No more LIAT? Airline in ‘serious financial difficulty’
Caribbean airline LIAT is in urgent need of a cash injection of at least US $5 million to remain in operation.
Trinidad and Tobago prime minister Dr Keith Rowley made the revelation at a media conference at the Piarco International Airport on his return from the 30th Caricom meeting in St Kitts and Nevis on Thursday.
While Trinidad and Tobago is not heavily dependent on the inter-Caribbean airline for transportation, Prime Minister Rowley said other territories like Barbados, Dominica, Antigua and St Vincent “virtually at the mercy of a LIAT service” will be seriously impacted.
T&T once a major shareholder in LIAT, owns a one percent share in the airline but will not be financially impacted if the airline fails.
While the Prime Minister acknowledged that he was not aware of the full extent of the impact LIAT going out of service would have in Trinidad and Tobago, he said the country may have to enter into an agreement.
Rowley noted that the situation was direr for the airline’s shareholders who would need to act urgently to ensure that LIAT does not go belly-up. Adding to LIAT’s financial troubles, the airline owes the Caribbean Development Bank (CDB) significant sums of money which the shareholders now are required to address.

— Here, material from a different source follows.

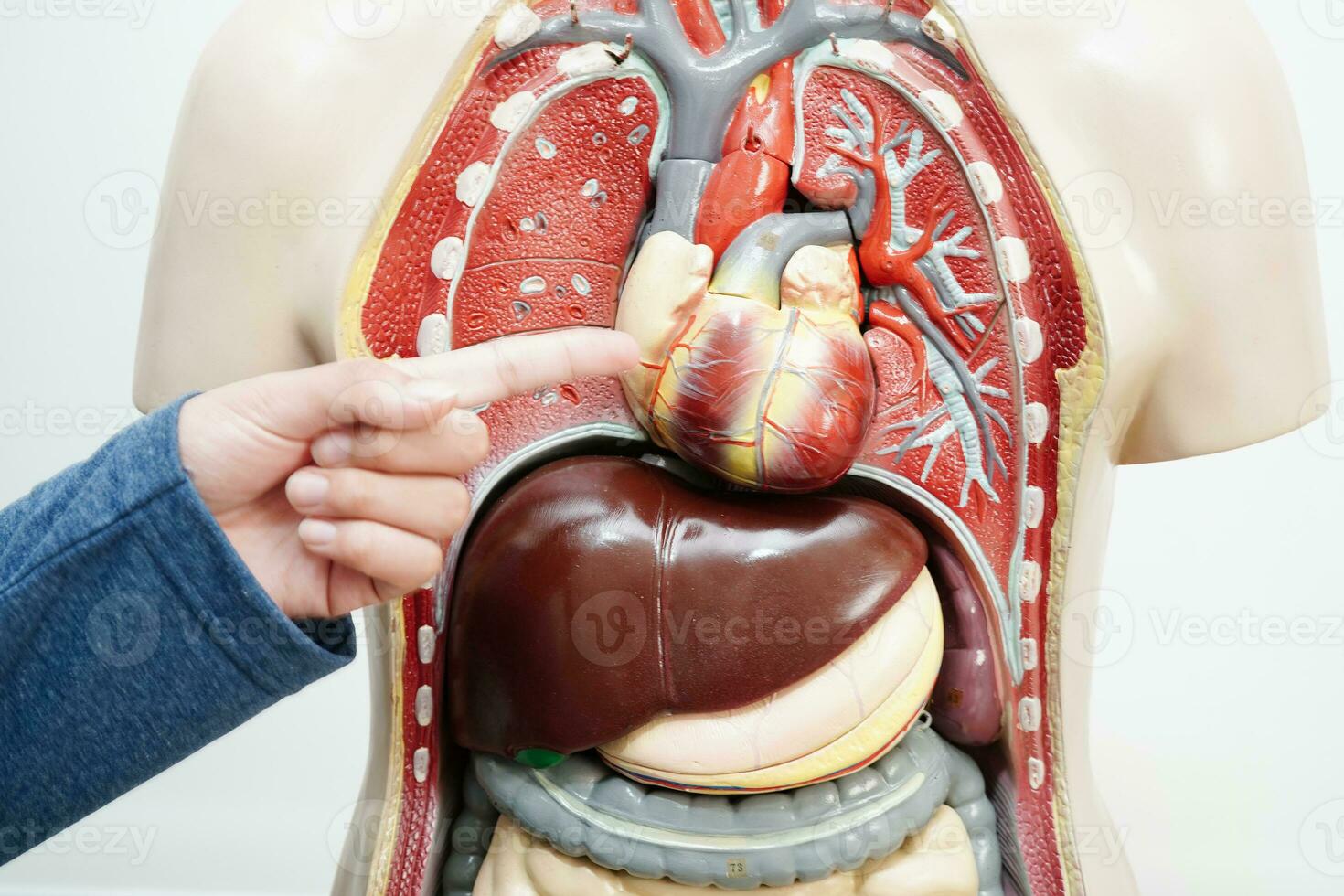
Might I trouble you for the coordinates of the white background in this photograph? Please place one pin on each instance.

Further, LIAT is currently flying uneconomic routes that are heavily subsidised.
“And if the airline is to remain flying to countries that have routes like that, the shareholders are saying that such countries will have to guarantee a minimum revenue stream to the airline or the airline would cease to fly on those routes.”
Identifying another cost centre for the airline in the form of aircraft maintenance, Rowley said he has agreed to allow LIAT to speak with Caribbean Airlines (CAL) to discuss the possibility of cooperation between the airlines from a business operations standpoint.
He said the collaboration could relieve LIAT from some of their external expenses and having those work done locally.
“If so, then we in Trinidad and Tobago can get the benefit of providing that service toward the area of aircraft maintenance,” he said.
Rowley revealed that the Caricom heads of Government also discussed at length the reintroduction of a passenger sea ferry to service Caribbean islands.
Using T&T’s experience with operating a fast ferry service he said it may not be the most viable option as he explained that this was being done using heavy Government subsidisation.
He said a fast ferry service would be the better option to service these islands.
“We are still looking at the possibility of some kind of inter-island ferry service especially since air service is becoming so troublesome and in some areas of our region the sea ferry might be some element of substitute,” Rowley said.
Coming out of the regional meeting, it was agreed that a joint private and public sector team will review the findings and recommendations of reports on the possiblity of a regional ferry service.
The special session was keeping with Caricom's quest to deliver adequate, fair, competitive, efficient transportation services at affordable costs.
The joint team has been directed to provide preliminary estimates for the implementation of ferry services following discussions and negotiations with prospective ferry operators.